La décision 10143261 prise le 21 mai 2025 par le Garante per la protezione dei dati personali (autorité italienne de protection des données) porte sur l’utilisation, par Autostrade per l’Italia S.p.A. (ASPI), responsable de traitement et employeur, de captures d’écran issues des Facebook, Messenger et WhatsApp d’une employée, et ce à des fins disciplinaires.

L’affaire trouve son origine dans une plainte déposé par une salariée contestant deux procédures disciplinaires engagées contre elle par son employeur, ASPI, en février et mars 2024. Les griefs portaient notamment sur des contenus publiés sur son compte Facebook privé, des échanges via Messenger avec un tiers, ainsi que des messages envoyés à des collègues via WhatsApp, tous utilisés par ASPI pour motiver les mesures disciplinaires. La salariée arguait d’un traitement illicite de ses données à caractère personnel.

Le Garante a ouvert une enquête, sollicitant des précisions à l’entreprise. ASPI a répondu que ces contenus avaient été transmis spontanément par des tiers : un collègue « ami Facebook » de la plaignante pour les publications Facebook, un tiers extérieur pour les messages Messenger, et un autre collègue pour les échanges WhatsApp. L’entreprise affirmait ne pas avoir activement recherché ces données, les ayant seulement reçues, et invoquait l’article 6.1.f du RGPD (intérêt légitime) pour justifier leur traitement, dans le cadre de sa gestion contractuelle et de l’exercice de ses droits en cas de contentieux lié au licenciement.

Le Garante a vérifié qu’aucune litispendance ne s’opposait à l’examen de la plainte, bien qu’un recours parallèle ait été engagé par l’intéressée devant le tribunal du travail de Trani. Constatant l’absence d’identité d’objet et de cause, il a jugé la plainte recevable.

Le Gante a notamment établi que l’utilisation des contenus litigieux, bien que reçus passivement, constituait un traitement de données personnelles au sens du RGPD. Le fait que les contenus aient été obtenus sans recherche active de l’employeur n’exclut pas leur qualification de traitement, ni la nécessité d’une base légale au traitement.

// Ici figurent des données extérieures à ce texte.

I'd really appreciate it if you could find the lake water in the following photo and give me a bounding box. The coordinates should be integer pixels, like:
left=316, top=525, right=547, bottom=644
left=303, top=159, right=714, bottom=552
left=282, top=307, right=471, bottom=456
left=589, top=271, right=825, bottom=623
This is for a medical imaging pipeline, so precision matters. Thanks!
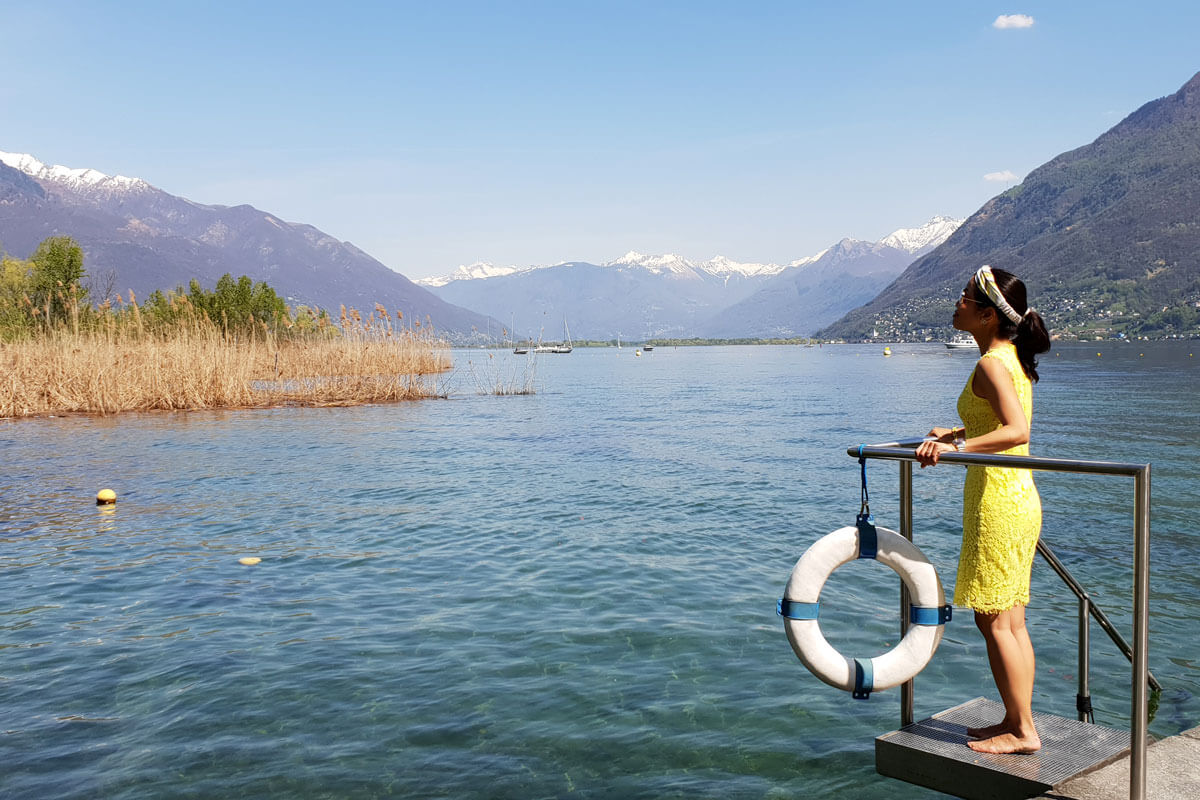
left=0, top=342, right=1200, bottom=799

Par ailleurs les commentaires Facebook étaient publiés sur un profil fermé, accessible uniquement à des « amis », ce qui créait une attente raisonnable de confidentialité. De même, les messages Messenger et WhatsApp, échanges privés entre personnes déterminées, relèvent de la correspondance protégée par l’article 15 de la Constitution italienne et l’article 8 CEDH. L’entreprise aurait donc dû effectuer un test de proportionnalité rigoureux, démontrant que le traitement était nécessaire et qu’il ne portait pas atteinte de manière excessive aux droits fondamentaux de la salariée. Aucun élément probant de ce test n’a été produit.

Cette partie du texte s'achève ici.